Satellite mapping is another way big data positively impacts agriculture in Latin America. GeoAgro, a company that focuses on enhancing sustainable farming practices, has successfully decreased the need for physically scouting fields by 30%. Reduced need for physical surveying is both cost-effective and pragmatic in the context of the recent Covid-19 outbreak. While this figure is impressive, the robust data that satellites can gather is still underutilized. This fact suggests that even more significant benefits for agriculture derived from satellite mapping will begin to emerge in the coming years.

Tracking agricultural products in an emerging market is a difficult task. IoT technologies such as radio frequency identification devices (RFID) is a low-cost technological solution to this problem. Coto CICSA in Argentina found that the use of an RFID system virtually eliminated theft from their grocery stores while simultaneously optimizing their supply chain communications. This system reduced payment processing times as well as inventory redundancies. The global IoT market is positioned to be worth around $35 billion by 2027, with the Latin American market estimated to grow faster than the worldwide average.

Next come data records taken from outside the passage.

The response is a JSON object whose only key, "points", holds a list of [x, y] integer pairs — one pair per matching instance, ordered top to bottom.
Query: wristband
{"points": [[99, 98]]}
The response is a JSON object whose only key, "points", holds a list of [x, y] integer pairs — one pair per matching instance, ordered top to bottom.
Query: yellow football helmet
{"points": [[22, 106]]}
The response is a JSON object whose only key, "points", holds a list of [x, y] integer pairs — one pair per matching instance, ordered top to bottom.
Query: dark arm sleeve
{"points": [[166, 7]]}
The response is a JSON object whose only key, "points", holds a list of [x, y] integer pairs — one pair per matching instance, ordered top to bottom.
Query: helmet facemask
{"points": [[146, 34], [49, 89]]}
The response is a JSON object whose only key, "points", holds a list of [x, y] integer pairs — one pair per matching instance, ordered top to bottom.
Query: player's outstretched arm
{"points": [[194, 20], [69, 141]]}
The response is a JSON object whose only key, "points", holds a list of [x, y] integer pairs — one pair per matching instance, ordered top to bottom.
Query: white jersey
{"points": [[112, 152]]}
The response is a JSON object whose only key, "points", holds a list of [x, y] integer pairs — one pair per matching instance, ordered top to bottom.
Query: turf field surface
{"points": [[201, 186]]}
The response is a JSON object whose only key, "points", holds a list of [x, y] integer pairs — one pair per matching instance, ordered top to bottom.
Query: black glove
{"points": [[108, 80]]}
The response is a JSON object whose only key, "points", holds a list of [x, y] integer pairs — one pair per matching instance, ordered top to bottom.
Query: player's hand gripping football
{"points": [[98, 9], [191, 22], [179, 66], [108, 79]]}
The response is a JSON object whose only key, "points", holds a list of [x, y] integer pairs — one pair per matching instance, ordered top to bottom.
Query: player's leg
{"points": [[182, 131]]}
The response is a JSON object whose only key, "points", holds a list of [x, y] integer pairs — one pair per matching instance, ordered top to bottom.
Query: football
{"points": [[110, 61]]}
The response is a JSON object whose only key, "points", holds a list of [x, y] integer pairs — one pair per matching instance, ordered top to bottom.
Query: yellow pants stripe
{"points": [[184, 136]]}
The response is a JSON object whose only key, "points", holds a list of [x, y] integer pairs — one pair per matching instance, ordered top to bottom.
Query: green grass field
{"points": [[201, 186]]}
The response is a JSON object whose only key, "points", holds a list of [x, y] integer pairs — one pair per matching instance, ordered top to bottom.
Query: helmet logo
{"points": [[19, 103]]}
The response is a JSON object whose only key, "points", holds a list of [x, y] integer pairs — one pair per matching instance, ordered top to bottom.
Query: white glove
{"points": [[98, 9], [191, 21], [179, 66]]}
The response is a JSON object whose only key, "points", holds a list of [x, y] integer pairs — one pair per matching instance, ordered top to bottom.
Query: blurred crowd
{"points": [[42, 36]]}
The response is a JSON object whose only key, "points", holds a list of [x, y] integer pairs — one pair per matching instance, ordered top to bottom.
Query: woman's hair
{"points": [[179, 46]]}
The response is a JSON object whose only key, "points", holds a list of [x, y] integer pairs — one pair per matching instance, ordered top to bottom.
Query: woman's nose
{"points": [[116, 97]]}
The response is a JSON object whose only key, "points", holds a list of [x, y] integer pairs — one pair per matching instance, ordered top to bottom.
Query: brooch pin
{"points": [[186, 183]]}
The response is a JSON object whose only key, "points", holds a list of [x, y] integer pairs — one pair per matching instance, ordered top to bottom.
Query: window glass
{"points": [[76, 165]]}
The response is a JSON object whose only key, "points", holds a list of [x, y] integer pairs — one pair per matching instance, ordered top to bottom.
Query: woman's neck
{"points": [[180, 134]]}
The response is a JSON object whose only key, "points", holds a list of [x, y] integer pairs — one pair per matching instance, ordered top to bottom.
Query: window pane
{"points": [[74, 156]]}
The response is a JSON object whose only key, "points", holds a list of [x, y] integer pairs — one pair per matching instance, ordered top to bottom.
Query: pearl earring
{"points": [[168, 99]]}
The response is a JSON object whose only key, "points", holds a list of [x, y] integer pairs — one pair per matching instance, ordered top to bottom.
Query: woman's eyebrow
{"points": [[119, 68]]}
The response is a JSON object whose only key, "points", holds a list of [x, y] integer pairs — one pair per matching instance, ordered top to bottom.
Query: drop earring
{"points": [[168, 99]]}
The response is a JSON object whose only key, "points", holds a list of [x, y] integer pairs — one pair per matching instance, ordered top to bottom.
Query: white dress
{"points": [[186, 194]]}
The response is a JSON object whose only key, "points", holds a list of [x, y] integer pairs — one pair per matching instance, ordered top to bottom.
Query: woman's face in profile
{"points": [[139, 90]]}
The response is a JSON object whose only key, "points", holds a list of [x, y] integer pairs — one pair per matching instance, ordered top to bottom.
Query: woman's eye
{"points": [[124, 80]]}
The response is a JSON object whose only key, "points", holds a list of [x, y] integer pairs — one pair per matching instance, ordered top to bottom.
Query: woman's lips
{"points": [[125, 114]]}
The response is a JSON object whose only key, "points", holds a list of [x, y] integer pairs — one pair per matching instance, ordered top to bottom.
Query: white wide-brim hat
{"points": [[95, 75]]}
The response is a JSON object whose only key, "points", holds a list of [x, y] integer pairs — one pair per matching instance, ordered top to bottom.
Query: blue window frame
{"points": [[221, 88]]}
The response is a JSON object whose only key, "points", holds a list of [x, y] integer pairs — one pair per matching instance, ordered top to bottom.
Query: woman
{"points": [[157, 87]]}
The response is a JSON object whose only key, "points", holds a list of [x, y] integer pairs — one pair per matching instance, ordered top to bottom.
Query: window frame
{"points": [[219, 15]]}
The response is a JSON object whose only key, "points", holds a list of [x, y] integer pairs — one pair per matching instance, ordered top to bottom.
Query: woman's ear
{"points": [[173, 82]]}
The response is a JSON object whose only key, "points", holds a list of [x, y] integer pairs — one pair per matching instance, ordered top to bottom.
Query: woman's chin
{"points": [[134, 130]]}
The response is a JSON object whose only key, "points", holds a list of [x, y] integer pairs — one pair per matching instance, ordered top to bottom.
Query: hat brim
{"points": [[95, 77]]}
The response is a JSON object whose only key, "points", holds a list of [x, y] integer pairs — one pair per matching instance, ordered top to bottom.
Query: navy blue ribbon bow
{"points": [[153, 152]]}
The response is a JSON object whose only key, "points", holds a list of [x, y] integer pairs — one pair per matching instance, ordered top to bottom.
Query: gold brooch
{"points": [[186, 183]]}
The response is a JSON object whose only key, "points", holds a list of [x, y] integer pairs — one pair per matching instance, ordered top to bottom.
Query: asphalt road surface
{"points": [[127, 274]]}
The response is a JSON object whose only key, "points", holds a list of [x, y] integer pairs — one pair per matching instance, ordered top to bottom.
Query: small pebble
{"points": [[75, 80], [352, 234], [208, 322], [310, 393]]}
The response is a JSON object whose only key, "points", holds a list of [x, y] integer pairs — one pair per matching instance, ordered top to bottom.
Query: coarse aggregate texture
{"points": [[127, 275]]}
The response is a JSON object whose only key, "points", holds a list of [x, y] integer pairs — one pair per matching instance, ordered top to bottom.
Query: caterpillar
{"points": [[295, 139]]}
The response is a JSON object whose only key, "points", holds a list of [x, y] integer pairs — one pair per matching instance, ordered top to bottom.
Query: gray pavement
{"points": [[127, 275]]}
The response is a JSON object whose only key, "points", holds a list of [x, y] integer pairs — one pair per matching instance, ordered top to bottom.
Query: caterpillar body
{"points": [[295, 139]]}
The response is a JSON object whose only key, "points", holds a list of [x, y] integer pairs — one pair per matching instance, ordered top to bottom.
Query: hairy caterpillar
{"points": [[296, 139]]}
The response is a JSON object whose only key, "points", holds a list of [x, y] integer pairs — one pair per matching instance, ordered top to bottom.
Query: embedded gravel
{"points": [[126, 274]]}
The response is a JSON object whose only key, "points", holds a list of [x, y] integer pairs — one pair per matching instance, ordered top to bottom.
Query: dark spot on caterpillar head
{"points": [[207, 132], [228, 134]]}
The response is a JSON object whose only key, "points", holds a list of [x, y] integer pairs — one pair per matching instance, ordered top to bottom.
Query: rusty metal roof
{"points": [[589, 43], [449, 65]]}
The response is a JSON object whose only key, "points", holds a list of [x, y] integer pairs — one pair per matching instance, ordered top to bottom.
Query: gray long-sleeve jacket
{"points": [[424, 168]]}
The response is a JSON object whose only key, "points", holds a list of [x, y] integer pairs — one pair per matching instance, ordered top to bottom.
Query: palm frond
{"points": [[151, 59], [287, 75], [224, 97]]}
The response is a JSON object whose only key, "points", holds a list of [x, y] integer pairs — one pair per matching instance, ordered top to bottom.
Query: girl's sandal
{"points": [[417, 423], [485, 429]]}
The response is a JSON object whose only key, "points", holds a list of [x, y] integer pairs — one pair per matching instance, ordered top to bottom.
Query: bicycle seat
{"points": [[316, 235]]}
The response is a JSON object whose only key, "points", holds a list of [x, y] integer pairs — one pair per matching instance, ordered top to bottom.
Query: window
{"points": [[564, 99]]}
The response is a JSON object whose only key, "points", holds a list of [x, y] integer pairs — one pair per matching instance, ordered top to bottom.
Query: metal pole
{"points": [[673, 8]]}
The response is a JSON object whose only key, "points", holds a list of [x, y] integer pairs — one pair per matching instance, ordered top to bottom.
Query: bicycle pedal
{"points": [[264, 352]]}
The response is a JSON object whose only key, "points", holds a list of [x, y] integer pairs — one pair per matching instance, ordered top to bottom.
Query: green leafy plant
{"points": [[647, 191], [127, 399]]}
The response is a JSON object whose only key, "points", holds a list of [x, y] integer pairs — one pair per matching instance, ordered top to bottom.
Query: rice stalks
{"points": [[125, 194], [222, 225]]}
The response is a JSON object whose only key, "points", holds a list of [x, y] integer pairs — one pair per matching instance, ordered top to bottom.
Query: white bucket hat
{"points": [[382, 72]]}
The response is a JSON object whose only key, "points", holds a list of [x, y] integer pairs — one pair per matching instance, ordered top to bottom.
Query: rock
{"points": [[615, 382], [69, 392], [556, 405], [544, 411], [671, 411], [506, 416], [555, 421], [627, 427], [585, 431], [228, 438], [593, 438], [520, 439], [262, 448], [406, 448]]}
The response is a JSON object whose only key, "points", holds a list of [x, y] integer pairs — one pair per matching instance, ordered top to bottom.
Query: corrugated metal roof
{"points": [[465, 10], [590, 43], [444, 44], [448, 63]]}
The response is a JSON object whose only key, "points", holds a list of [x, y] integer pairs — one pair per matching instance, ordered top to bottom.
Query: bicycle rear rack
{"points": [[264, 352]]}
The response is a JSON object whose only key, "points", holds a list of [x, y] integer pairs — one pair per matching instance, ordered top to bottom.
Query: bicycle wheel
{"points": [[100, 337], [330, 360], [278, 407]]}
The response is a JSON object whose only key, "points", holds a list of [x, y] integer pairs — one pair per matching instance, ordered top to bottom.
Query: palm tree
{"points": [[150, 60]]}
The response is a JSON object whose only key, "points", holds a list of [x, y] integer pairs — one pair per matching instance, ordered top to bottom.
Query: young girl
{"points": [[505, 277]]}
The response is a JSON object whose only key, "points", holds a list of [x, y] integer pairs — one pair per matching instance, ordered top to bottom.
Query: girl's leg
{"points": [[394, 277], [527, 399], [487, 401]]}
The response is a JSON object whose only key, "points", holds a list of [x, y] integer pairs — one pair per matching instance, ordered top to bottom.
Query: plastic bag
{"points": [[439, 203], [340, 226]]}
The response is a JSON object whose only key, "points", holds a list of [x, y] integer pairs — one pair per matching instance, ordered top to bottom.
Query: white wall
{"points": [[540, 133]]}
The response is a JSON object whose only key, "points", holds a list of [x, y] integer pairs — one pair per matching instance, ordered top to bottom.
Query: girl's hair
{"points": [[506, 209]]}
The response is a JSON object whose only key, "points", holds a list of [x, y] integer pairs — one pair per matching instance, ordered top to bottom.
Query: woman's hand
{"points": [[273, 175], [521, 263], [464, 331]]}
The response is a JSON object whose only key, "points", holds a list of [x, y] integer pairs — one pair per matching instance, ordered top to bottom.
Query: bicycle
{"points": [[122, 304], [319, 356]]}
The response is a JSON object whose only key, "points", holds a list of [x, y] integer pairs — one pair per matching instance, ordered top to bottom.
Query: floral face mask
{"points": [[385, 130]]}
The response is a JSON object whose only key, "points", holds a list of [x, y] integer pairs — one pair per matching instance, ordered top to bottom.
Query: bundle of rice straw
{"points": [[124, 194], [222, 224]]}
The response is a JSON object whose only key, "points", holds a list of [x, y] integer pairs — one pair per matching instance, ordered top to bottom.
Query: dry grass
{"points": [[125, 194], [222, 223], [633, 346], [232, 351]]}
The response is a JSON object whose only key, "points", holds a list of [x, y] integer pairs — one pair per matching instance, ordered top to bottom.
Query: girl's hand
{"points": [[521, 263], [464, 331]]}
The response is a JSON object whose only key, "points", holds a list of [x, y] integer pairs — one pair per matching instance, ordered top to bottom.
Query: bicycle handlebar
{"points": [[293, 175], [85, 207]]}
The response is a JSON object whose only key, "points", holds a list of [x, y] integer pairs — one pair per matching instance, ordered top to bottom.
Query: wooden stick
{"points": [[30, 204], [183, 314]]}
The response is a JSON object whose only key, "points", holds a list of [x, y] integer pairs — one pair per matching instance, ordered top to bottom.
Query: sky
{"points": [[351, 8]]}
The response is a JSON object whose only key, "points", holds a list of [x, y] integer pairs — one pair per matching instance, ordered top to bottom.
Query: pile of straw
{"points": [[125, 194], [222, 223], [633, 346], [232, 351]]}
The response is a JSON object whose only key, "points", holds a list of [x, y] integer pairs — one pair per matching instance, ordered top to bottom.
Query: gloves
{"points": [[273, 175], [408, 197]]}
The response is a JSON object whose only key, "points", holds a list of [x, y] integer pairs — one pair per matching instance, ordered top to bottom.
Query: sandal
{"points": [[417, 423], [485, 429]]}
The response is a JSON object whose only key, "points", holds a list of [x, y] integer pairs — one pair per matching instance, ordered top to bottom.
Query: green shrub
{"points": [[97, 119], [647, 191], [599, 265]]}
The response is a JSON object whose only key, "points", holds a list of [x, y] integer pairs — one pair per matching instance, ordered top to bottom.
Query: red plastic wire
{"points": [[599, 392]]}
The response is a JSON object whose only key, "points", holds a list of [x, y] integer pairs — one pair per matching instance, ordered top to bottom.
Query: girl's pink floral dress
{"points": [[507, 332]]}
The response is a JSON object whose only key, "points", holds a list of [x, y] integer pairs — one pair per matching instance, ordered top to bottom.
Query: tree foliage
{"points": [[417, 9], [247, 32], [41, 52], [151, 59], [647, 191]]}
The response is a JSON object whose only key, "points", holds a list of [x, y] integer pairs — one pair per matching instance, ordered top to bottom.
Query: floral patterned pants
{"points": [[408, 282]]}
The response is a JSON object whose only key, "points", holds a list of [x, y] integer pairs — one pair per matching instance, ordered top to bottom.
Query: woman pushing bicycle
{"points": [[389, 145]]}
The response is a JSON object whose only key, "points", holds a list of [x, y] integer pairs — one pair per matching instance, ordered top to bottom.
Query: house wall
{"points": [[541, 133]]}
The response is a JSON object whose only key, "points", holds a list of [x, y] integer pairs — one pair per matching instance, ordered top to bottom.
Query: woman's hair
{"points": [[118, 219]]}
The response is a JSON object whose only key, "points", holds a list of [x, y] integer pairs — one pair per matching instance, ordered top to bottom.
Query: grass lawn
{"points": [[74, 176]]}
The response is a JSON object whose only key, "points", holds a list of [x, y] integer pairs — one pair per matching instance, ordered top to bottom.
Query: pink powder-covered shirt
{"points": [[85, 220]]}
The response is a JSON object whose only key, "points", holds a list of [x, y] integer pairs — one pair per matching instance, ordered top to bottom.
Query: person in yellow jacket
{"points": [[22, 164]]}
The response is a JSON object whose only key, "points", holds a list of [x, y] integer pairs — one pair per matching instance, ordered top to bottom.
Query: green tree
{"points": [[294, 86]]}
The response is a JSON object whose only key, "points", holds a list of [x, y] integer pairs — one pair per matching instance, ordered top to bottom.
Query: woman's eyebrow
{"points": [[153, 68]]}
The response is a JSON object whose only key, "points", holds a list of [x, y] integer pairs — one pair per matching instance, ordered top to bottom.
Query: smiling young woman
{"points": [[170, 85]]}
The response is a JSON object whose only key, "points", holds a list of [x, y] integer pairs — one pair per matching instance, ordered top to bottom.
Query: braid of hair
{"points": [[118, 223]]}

Big data is empowering Latin America to cope with a rapidly changing climate effectively. Additional benefits derived from these technologies enable rural farmers to increase their yields, increase consumer confidence, and foster a greater sense of independence. Also, the low cost of many of these tools means emerging market participants can afford to take advantage of them, which suggests a relatively short timeframe for widespread adoption.

There are ample opportunities in the intersection of rural agriculture and big data applications in Latin America. Farming is tough work plagued by uncertainty, and there’s a pressing need for a human-centric approach to foreign investment. Through a mindful application of big data analytics, Latin America can modernize the countryside and protect the rural farmer without sacrificing the quality of their products or livelihoods.